Hydt frowned. ‘It’s-’

‘There is no such group,’ Dunne said calmly. ‘It had to be a private operation. There was no back-up, no central communications, no medics. The Westerner probably bribed the intelligence officers to help him. It isthe Balkans, after all. May have been a competitor.’ He added, ‘Maybe one of your partners or a worker here let slip something about the plan.’

He was referring to Gehenna, of course. They did everything they could to keep the project secret but a number of people around the world were involved; it wasn’t impossible that there’d been a leak and some crime syndicate was interested in learning more about it.

Dunne continued, ‘I don’t want to minimise the risk – they were pretty clever. But it wasn’t a major co-ordinated effort. I’m confident we can go forward.’

Dunne handed Hydt a mobile phone. ‘Use this one for our conversations. Better encryption.’

Hydt examined it. ‘Did you get a look at the Westerner?’
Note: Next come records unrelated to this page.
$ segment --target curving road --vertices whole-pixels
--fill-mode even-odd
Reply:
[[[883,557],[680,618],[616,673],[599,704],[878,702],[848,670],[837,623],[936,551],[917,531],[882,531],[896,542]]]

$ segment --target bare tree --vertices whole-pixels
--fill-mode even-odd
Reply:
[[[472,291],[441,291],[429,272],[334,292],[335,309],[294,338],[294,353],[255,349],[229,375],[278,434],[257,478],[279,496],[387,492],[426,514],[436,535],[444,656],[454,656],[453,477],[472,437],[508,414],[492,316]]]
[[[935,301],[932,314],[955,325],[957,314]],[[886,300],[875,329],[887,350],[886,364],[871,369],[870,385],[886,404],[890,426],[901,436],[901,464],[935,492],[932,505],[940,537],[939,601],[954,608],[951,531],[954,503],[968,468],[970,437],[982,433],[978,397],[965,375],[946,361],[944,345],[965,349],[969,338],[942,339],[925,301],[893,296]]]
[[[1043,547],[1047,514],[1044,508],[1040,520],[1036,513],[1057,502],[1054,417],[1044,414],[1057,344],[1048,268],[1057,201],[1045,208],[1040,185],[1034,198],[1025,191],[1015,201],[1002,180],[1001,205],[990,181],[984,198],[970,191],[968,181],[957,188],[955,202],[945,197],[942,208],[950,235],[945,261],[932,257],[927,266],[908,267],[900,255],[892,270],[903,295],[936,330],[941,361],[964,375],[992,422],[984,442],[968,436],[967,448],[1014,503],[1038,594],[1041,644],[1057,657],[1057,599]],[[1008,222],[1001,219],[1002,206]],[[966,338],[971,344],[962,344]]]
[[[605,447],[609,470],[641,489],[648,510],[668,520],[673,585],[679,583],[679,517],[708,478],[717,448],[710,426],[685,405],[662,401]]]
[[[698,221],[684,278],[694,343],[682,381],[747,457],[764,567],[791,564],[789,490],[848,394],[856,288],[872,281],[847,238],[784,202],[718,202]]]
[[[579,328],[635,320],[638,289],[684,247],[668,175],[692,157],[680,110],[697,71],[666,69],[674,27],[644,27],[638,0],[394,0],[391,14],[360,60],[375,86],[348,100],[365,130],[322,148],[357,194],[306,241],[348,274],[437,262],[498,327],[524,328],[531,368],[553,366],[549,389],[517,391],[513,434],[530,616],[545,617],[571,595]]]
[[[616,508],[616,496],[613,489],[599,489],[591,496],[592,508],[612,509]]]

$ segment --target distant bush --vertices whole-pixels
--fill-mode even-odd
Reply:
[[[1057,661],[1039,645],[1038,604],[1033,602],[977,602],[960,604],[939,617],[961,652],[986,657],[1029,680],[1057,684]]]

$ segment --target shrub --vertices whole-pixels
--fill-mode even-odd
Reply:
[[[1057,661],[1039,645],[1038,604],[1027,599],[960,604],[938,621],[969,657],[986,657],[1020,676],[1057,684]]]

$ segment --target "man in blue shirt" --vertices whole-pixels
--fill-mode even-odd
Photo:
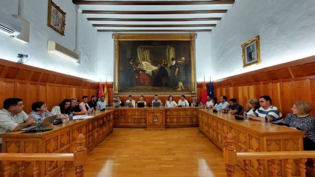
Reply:
[[[152,100],[152,105],[153,105],[153,103],[161,103],[161,106],[162,105],[162,102],[161,101],[161,100],[158,99],[158,95],[154,95],[154,99],[153,100]]]
[[[217,106],[215,108],[217,111],[220,111],[220,108],[221,109],[225,109],[230,106],[230,103],[229,103],[227,101],[226,101],[226,99],[227,98],[226,96],[222,95],[220,97],[220,104],[219,105]]]

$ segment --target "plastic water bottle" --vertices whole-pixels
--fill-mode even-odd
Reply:
[[[244,111],[244,112],[243,113],[243,116],[244,117],[244,121],[248,121],[248,118],[247,118],[247,112],[246,111]]]
[[[72,112],[70,112],[70,114],[69,115],[69,123],[72,123],[73,122],[73,115],[72,114]]]
[[[270,123],[268,121],[268,115],[266,115],[266,116],[265,116],[265,124],[266,126],[270,126]]]
[[[41,126],[42,123],[41,122],[41,118],[38,118],[37,120],[37,123],[36,124],[36,133],[41,133]]]

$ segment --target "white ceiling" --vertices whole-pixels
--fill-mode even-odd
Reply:
[[[97,25],[107,25],[110,26],[107,27],[95,27],[96,30],[106,30],[109,31],[128,31],[132,30],[140,30],[145,31],[147,30],[153,30],[158,31],[162,30],[171,30],[173,31],[178,30],[179,31],[198,31],[198,30],[204,30],[210,31],[211,30],[215,28],[220,18],[215,19],[216,20],[204,20],[205,19],[198,19],[197,21],[191,21],[191,19],[185,19],[185,21],[177,20],[174,19],[193,19],[193,18],[220,18],[223,13],[203,13],[201,11],[211,10],[228,10],[231,4],[234,3],[233,0],[72,0],[73,3],[79,6],[79,8],[83,11],[82,13],[88,18],[110,18],[119,19],[106,19],[97,20],[93,19],[89,20],[92,24]],[[189,5],[184,5],[186,2],[189,2]],[[200,3],[204,3],[200,4]],[[97,4],[91,4],[91,3]],[[126,5],[126,3],[128,5]],[[136,3],[134,4],[133,3]],[[159,5],[159,3],[175,3],[176,5]],[[140,4],[145,4],[146,5],[141,5]],[[214,4],[216,3],[216,4]],[[219,3],[219,4],[218,4]],[[105,5],[104,5],[106,4]],[[148,5],[149,4],[149,5]],[[191,5],[192,4],[192,5]],[[106,13],[95,14],[95,12],[87,12],[87,11],[106,11],[104,12]],[[179,12],[180,14],[166,14],[176,12],[179,11],[183,11]],[[192,13],[187,14],[187,11],[195,11]],[[108,12],[110,11],[110,12]],[[137,11],[137,13],[142,13],[145,11],[149,13],[160,12],[165,11],[165,14],[132,14],[128,12],[123,13],[122,11],[131,11],[129,12],[135,12]],[[104,13],[103,12],[103,13]],[[98,12],[99,13],[99,12]],[[123,14],[113,14],[113,13],[123,13]],[[119,19],[136,19],[133,20],[135,21],[121,21]],[[140,21],[143,19],[151,19],[149,21],[152,21],[152,19],[165,19],[164,21]],[[172,19],[172,21],[167,21],[168,19]],[[114,21],[115,20],[115,21]],[[117,21],[118,20],[118,21]],[[133,26],[128,27],[126,25],[156,25],[159,26]],[[165,26],[165,25],[168,25]],[[189,25],[189,26],[177,27],[176,25]],[[194,25],[195,26],[191,27],[189,25]],[[196,26],[197,25],[198,26]],[[214,25],[215,27],[209,27],[209,25]],[[115,26],[113,26],[115,25]],[[117,25],[119,25],[117,26]],[[169,26],[171,26],[170,27]],[[174,26],[175,25],[175,26]]]

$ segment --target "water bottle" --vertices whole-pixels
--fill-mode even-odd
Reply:
[[[41,133],[41,118],[38,118],[37,123],[36,124],[36,133]]]
[[[270,126],[270,122],[268,121],[268,115],[266,115],[266,116],[265,116],[265,124],[266,126]]]
[[[247,112],[246,111],[244,111],[244,112],[243,113],[243,116],[244,117],[244,121],[248,121],[248,118],[247,118]]]

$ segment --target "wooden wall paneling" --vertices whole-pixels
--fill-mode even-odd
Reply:
[[[295,92],[294,86],[294,82],[284,82],[282,83],[283,95],[285,95],[283,97],[283,107],[282,113],[286,115],[291,113],[292,104],[295,101]]]
[[[315,79],[311,79],[311,90],[315,90]],[[311,92],[311,100],[312,102],[312,106],[313,110],[312,110],[312,115],[315,115],[315,91]]]
[[[39,84],[38,87],[38,101],[46,101],[47,86]]]
[[[272,90],[271,100],[272,100],[272,104],[276,106],[280,111],[283,110],[283,102],[282,101],[282,99],[283,99],[283,97],[281,96],[281,95],[283,95],[282,86],[281,83],[271,84]]]
[[[311,82],[309,79],[295,81],[295,98],[311,102]]]

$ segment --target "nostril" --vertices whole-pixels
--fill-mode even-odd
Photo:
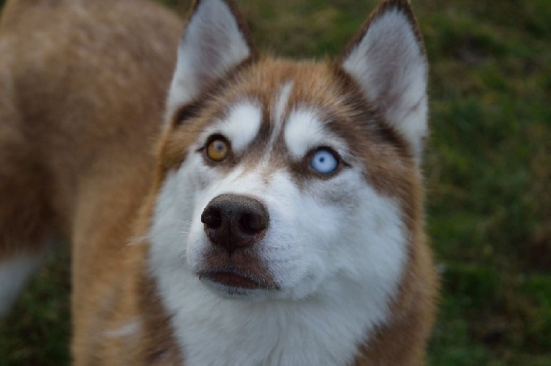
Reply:
[[[268,220],[261,214],[245,213],[239,218],[239,227],[247,234],[256,234],[264,231],[268,226]]]
[[[218,229],[222,226],[222,214],[218,210],[207,207],[201,214],[201,222],[211,229]]]

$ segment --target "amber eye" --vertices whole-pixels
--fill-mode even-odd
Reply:
[[[229,153],[229,143],[221,136],[213,138],[207,145],[205,154],[213,161],[222,161]]]

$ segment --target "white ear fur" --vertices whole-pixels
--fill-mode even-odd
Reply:
[[[198,1],[178,50],[167,115],[198,97],[251,54],[250,44],[227,2]]]
[[[428,67],[417,27],[406,1],[386,1],[344,55],[342,67],[408,141],[419,163],[428,130]]]

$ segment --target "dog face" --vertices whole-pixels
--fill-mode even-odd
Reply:
[[[258,59],[242,27],[200,1],[179,50],[150,233],[162,292],[348,288],[382,314],[420,215],[426,67],[410,10],[383,4],[333,63]]]

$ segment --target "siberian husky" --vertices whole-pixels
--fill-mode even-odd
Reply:
[[[136,0],[8,2],[1,309],[59,234],[76,365],[422,364],[437,286],[408,1],[333,61],[259,57],[230,1],[180,32]]]

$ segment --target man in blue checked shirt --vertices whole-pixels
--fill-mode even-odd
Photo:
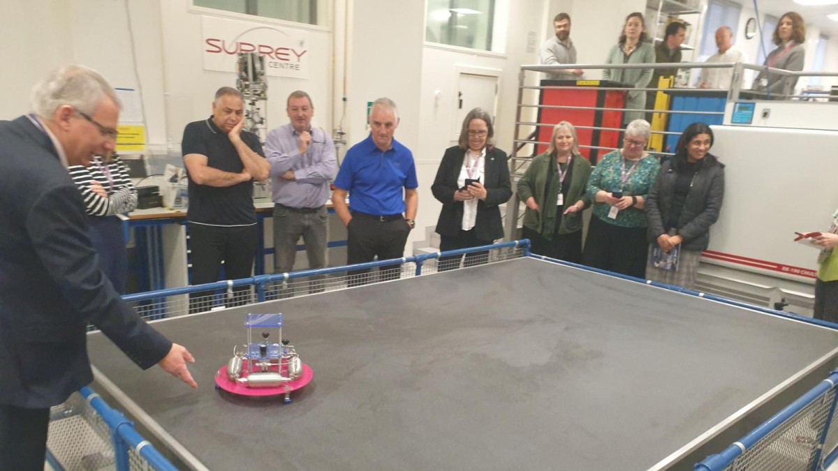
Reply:
[[[332,204],[349,232],[349,264],[372,261],[375,256],[401,258],[415,225],[419,184],[413,154],[393,138],[398,126],[396,103],[376,100],[370,113],[370,136],[346,153],[334,180]],[[380,269],[384,279],[398,278],[401,264]],[[349,285],[365,282],[369,272],[349,271]]]
[[[314,106],[305,91],[288,96],[290,122],[267,135],[265,150],[271,165],[273,202],[274,272],[293,270],[297,242],[306,246],[309,268],[326,267],[328,241],[326,202],[328,183],[337,173],[334,145],[320,128],[312,128]],[[322,276],[314,277],[310,291],[323,291]],[[290,294],[290,293],[286,293]]]

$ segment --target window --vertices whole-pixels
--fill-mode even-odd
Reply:
[[[494,0],[428,0],[425,40],[492,49]]]
[[[193,4],[196,7],[308,24],[318,23],[318,0],[283,0],[282,2],[277,0],[193,0]]]
[[[779,21],[777,17],[772,17],[765,15],[764,23],[763,23],[763,35],[760,40],[763,42],[763,45],[759,48],[759,52],[757,53],[757,65],[762,65],[765,62],[765,58],[768,56],[768,54],[774,50],[777,44],[774,44],[774,29],[777,28],[777,22]]]
[[[716,45],[716,30],[722,26],[730,28],[733,32],[733,38],[736,38],[741,12],[742,7],[731,2],[710,0],[707,3],[706,21],[704,23],[701,44],[698,51],[699,62],[704,62],[719,50]]]
[[[820,36],[818,38],[818,45],[815,48],[815,60],[812,61],[812,70],[815,72],[824,71],[824,62],[826,60],[826,43],[829,38]],[[820,79],[823,77],[809,77],[809,85],[820,85]]]

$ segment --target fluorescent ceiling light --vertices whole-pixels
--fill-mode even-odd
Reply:
[[[794,0],[794,3],[798,5],[805,5],[807,7],[817,7],[820,5],[838,5],[838,1],[836,0]]]
[[[838,2],[835,2],[835,3],[838,3]],[[478,15],[482,13],[471,8],[451,8],[451,11],[461,15]]]
[[[435,21],[448,21],[451,18],[451,12],[448,10],[437,10],[431,13],[431,18]]]

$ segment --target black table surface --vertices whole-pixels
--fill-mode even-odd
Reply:
[[[277,312],[312,383],[290,405],[216,391],[245,314]],[[197,391],[101,334],[91,357],[211,469],[645,469],[838,345],[825,328],[531,258],[154,325],[196,357]]]

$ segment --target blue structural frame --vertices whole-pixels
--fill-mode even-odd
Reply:
[[[202,291],[208,291],[211,289],[232,289],[236,287],[242,286],[255,286],[256,290],[257,299],[259,302],[266,300],[266,288],[268,283],[290,280],[296,278],[303,278],[306,277],[310,277],[312,275],[326,275],[333,273],[342,273],[348,270],[354,270],[360,268],[374,268],[376,267],[383,266],[391,266],[394,261],[405,262],[413,262],[416,263],[416,275],[420,276],[422,274],[422,268],[423,264],[429,261],[444,256],[457,256],[463,255],[470,252],[482,251],[491,249],[502,249],[502,248],[518,248],[523,249],[523,256],[530,256],[532,258],[536,258],[540,260],[545,260],[553,263],[557,263],[560,265],[566,265],[568,267],[573,267],[576,268],[581,268],[583,270],[587,270],[590,272],[595,272],[597,273],[603,273],[606,275],[610,275],[613,277],[617,277],[624,280],[644,283],[648,285],[652,285],[665,289],[670,289],[685,294],[690,294],[692,296],[696,296],[699,298],[706,298],[713,301],[717,301],[719,303],[724,303],[732,306],[747,308],[749,309],[753,309],[756,311],[770,313],[776,316],[780,316],[787,318],[791,318],[794,320],[799,320],[802,322],[806,322],[810,323],[814,323],[816,325],[820,325],[823,327],[828,327],[830,329],[838,329],[838,324],[828,323],[825,321],[820,321],[817,319],[812,319],[810,318],[805,318],[799,316],[792,313],[785,313],[783,311],[776,311],[773,309],[768,309],[767,308],[760,308],[758,306],[752,306],[745,304],[743,303],[739,303],[737,301],[732,301],[730,299],[726,299],[723,298],[719,298],[717,296],[713,296],[697,291],[685,289],[680,287],[675,287],[671,285],[666,285],[664,283],[659,283],[656,282],[652,282],[649,280],[644,280],[641,278],[635,278],[634,277],[628,277],[625,275],[620,275],[617,273],[613,273],[604,270],[599,270],[596,268],[592,268],[589,267],[585,267],[582,265],[578,265],[576,263],[571,263],[561,260],[556,260],[553,258],[549,258],[546,256],[542,256],[539,255],[533,254],[530,251],[530,241],[528,239],[524,239],[521,241],[515,241],[511,242],[504,242],[502,244],[494,244],[489,246],[482,246],[479,247],[472,247],[468,249],[460,249],[456,251],[450,251],[446,252],[436,252],[422,254],[414,256],[404,257],[401,259],[394,260],[384,260],[373,261],[370,263],[359,263],[355,265],[349,265],[345,267],[336,267],[333,268],[323,268],[320,270],[304,270],[301,272],[295,272],[292,273],[277,273],[274,275],[257,275],[251,278],[244,278],[241,280],[230,280],[226,282],[217,282],[215,283],[208,283],[204,285],[198,285],[193,287],[185,287],[173,289],[161,289],[149,292],[142,292],[137,294],[129,294],[123,296],[122,298],[128,302],[139,302],[149,299],[160,299],[164,298],[167,296],[173,296],[178,294],[188,294],[190,292],[197,292]],[[718,454],[711,455],[706,459],[696,464],[695,469],[696,471],[721,471],[727,468],[733,461],[741,456],[743,453],[747,453],[760,440],[765,438],[771,432],[776,430],[780,425],[789,421],[796,413],[810,405],[813,401],[822,398],[824,395],[829,392],[830,390],[836,389],[836,385],[838,385],[838,370],[832,371],[830,376],[821,381],[818,386],[812,388],[810,391],[800,396],[799,399],[784,407],[782,411],[777,412],[768,420],[765,421],[763,424],[759,425],[754,428],[747,435],[736,442],[735,443],[729,446],[727,448],[723,450]],[[97,394],[93,392],[88,387],[84,387],[79,391],[83,397],[92,406],[96,411],[102,417],[105,422],[107,424],[108,427],[111,430],[111,435],[113,437],[113,446],[114,450],[116,453],[116,469],[117,471],[127,471],[129,468],[127,467],[127,447],[131,447],[137,451],[139,455],[146,459],[151,465],[153,469],[157,469],[160,471],[169,471],[176,469],[160,453],[152,447],[147,441],[145,441],[142,437],[141,437],[133,427],[132,422],[128,421],[122,413],[115,411],[109,407],[105,401],[98,396]],[[819,463],[820,461],[820,456],[822,453],[822,448],[825,444],[826,438],[826,431],[829,430],[831,425],[833,417],[835,410],[835,402],[838,401],[838,394],[835,395],[835,399],[833,399],[829,414],[826,418],[826,424],[824,427],[824,432],[821,433],[820,437],[820,447],[816,451],[813,463],[813,471],[818,469],[818,466],[821,464]],[[57,463],[49,453],[47,453],[47,461],[56,469],[60,469],[61,467]],[[833,450],[827,457],[823,459],[823,468],[828,467],[831,464],[836,458],[838,458],[838,448]]]

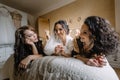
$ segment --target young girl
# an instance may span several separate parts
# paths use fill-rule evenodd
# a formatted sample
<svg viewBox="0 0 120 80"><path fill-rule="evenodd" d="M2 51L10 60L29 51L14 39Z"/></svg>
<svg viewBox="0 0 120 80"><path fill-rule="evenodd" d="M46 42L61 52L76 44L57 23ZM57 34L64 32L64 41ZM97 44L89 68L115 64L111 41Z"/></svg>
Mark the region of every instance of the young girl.
<svg viewBox="0 0 120 80"><path fill-rule="evenodd" d="M46 55L70 57L73 50L73 39L68 34L67 22L64 20L57 21L54 24L53 35L44 48Z"/></svg>
<svg viewBox="0 0 120 80"><path fill-rule="evenodd" d="M14 51L15 73L25 70L31 61L45 55L42 41L31 26L23 26L16 30Z"/></svg>
<svg viewBox="0 0 120 80"><path fill-rule="evenodd" d="M85 19L79 37L74 39L72 56L91 66L104 66L105 55L117 54L119 35L110 23L98 16Z"/></svg>

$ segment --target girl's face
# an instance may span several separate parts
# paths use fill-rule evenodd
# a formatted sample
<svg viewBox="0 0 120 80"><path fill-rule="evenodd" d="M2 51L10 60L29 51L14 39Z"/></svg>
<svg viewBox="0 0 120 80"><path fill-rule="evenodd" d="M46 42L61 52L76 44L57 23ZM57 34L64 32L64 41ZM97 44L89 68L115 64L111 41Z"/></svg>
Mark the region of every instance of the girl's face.
<svg viewBox="0 0 120 80"><path fill-rule="evenodd" d="M62 38L62 37L66 34L66 32L65 32L65 30L63 29L62 25L57 24L57 25L55 26L55 34L56 34L59 38Z"/></svg>
<svg viewBox="0 0 120 80"><path fill-rule="evenodd" d="M24 34L25 34L25 38L29 39L31 42L37 42L38 41L37 34L34 31L26 30L24 32Z"/></svg>
<svg viewBox="0 0 120 80"><path fill-rule="evenodd" d="M88 46L91 43L90 40L91 32L86 24L83 24L80 29L80 40L83 42L84 45Z"/></svg>

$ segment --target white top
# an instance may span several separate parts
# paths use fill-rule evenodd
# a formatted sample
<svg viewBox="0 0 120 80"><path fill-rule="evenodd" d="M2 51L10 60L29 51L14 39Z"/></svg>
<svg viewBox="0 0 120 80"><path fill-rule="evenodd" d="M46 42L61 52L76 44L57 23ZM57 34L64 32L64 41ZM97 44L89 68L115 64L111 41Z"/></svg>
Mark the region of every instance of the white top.
<svg viewBox="0 0 120 80"><path fill-rule="evenodd" d="M62 41L55 37L50 37L50 39L47 41L44 52L46 55L52 55L55 52L55 47L57 45L63 45ZM66 44L64 47L65 53L71 54L71 51L73 50L73 38L71 36L66 36Z"/></svg>

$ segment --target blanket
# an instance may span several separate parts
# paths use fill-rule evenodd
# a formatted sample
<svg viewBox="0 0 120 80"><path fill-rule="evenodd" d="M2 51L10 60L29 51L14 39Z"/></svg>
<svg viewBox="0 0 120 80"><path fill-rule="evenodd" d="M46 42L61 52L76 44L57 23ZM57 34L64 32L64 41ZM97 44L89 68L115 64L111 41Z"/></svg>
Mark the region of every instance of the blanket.
<svg viewBox="0 0 120 80"><path fill-rule="evenodd" d="M108 76L109 75L109 76ZM12 80L12 79L10 79ZM29 69L15 80L119 80L107 62L104 67L93 67L74 58L46 56L31 63Z"/></svg>

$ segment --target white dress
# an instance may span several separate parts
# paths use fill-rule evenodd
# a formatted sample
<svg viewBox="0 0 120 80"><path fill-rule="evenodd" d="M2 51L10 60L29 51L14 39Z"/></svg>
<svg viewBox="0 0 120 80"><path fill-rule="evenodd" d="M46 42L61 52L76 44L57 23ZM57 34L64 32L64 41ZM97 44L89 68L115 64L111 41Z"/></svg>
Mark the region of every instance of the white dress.
<svg viewBox="0 0 120 80"><path fill-rule="evenodd" d="M10 12L4 7L0 7L0 44L14 43L15 30Z"/></svg>
<svg viewBox="0 0 120 80"><path fill-rule="evenodd" d="M54 53L55 47L57 45L63 45L62 41L58 38L51 36L44 47L45 54L52 55ZM71 54L71 51L73 50L73 38L70 37L69 35L67 35L66 36L66 44L63 47L65 50L65 53Z"/></svg>

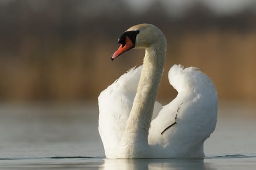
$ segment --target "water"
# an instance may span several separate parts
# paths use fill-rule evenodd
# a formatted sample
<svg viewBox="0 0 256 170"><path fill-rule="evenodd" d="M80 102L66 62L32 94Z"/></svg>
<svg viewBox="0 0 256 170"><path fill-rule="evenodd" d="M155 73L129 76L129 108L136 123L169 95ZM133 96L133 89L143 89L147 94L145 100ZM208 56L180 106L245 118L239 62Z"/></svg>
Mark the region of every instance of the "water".
<svg viewBox="0 0 256 170"><path fill-rule="evenodd" d="M256 109L219 106L204 159L105 159L97 104L0 106L0 170L252 170Z"/></svg>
‘No. There was a lot of smoke.’

‘And Karic?’

‘I killed him.’ The blank face registered the same emotion as if he’d said, ‘Yes, it’s cool outside today.’

Hydt considered what the man had told him. No one was more precise or cautious when it came to analysis than Niall Dunne. If he was convinced this was no problem, then Hydt would accept his judgement.

Dunne continued, ‘I’m going up to the facility now. Once I get the last materials up there the team say they can finish in a few hours.’

A fire flared within Hydt, ignited by an image of the woman’s body in the skip – and the thought of what awaited up north. ‘I’ll come with you.’

Dunne said nothing. Finally he asked in a monotone, ‘You think that’s a good idea? Might be risky.’ He offered this as if he’d detected the eagerness in Hydt’s voice – Dunne seemed to feel that nothing good could come out of a decision based on emotion.

‘I’ll chance it.’ Hydt tapped his pocket to make certain his phone was there. He hoped there’d be an opportunity to take some more photographs.

10

After leaving M’s lair, Bond walked up the corridor. He greeted a smartly dressed Asian woman keyboarding deftly at a large computer and stepped into the doorway behind her.

‘You’ve bought the duty,’ he said to the man hunched over a desk as loaded with papers and files as M’s was empty.

‘I have indeed.’ Bill Tanner looked up. ‘I’m now the grand overlord of Incident Twenty. Take a pew, James.’ He nodded to an empty chair – or, rather, the empty chair. The office boasted a number of seats, but the rest were serving as outposts for more files. As Bond sat, the ODG’s chief of staff asked, ‘So, most important, did you get some decent wine and a gourmet meal on SAS Air last night?’